You can declare this step complete when:
* Microservices:
* Periodically send HEARTBEAT frames on the same connection they use for requests.
* Gateway/router:
* Updates `LastHeartbeatUtc` and `Status` on receipt of HEARTBEAT.
* Marks stale or disconnected connections as `Unhealthy` (or removes them).
* Tracks `AveragePingMs` per connection based on request/response round trips.
* Routing:
* `IRoutingPlugin` chooses instances based on:
* Strict `ServiceName` + `Version` + endpoint match.

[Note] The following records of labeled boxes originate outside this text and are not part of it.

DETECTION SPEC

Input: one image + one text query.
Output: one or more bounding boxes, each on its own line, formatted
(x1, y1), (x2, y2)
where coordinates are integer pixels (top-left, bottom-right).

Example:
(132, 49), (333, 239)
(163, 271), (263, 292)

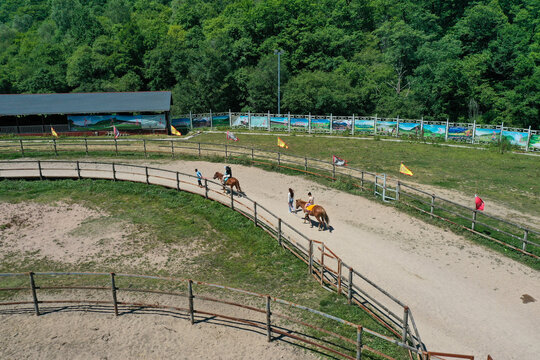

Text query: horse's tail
(323, 210), (330, 225)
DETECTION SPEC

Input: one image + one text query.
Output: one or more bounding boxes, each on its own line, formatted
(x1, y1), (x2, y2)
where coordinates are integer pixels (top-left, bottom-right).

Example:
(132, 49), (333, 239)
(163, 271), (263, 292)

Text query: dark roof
(0, 91), (171, 116)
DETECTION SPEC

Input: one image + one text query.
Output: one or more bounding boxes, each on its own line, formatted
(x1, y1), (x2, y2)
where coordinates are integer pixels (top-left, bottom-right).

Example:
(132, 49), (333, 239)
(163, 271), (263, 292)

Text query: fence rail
(0, 160), (426, 356)
(0, 272), (410, 359)
(0, 138), (540, 259)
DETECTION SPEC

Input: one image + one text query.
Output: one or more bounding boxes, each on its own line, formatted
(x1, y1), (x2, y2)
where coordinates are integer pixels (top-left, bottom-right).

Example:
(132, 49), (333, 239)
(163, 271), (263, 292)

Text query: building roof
(0, 91), (171, 116)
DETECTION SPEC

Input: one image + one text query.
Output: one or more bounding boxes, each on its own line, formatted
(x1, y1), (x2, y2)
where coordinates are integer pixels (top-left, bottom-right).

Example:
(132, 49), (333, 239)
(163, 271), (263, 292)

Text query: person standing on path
(289, 188), (294, 213)
(195, 169), (203, 187)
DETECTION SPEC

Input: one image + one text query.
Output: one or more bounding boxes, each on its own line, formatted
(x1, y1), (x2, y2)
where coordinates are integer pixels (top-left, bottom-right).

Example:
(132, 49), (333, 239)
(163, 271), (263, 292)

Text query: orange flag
(171, 125), (182, 136)
(278, 137), (289, 149)
(399, 163), (413, 176)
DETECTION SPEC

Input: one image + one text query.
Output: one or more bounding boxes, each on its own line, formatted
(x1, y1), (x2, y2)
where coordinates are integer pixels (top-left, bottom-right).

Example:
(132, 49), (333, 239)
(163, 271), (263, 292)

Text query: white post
(525, 125), (531, 151)
(287, 111), (291, 133)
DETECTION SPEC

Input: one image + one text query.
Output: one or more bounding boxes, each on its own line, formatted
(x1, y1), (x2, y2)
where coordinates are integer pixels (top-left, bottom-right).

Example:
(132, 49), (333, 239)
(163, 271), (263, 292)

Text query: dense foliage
(0, 0), (540, 128)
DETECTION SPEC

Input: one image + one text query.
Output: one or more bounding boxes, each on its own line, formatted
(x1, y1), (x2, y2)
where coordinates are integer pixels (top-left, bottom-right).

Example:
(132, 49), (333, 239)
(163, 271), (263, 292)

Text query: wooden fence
(0, 138), (540, 259)
(0, 160), (426, 356)
(0, 272), (408, 360)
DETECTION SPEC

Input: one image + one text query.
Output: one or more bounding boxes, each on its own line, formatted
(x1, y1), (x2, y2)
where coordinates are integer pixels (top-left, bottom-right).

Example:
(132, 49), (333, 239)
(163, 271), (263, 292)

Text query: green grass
(0, 180), (406, 359)
(193, 134), (540, 216)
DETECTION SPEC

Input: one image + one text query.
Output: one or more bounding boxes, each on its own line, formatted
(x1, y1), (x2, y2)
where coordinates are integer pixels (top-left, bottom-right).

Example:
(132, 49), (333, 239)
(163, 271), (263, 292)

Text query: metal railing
(0, 272), (410, 360)
(0, 160), (426, 360)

* Health (`Healthy`/`Degraded` only).
* Region preference (gateway region > neighbors > others).
* Latency (`AveragePingMs`) then heartbeat recency.
* Tests:
* Validate heartbeats are sent and processed.
* Validate stale connections are marked unhealthy.
* Validate routing plugin picks the expected instance in simple scenarios.
Once this is in place, you have a live, health-aware routing fabric. The next logical step after this is to add **cancellation** and then **streaming + payload limits** on top of the same structures.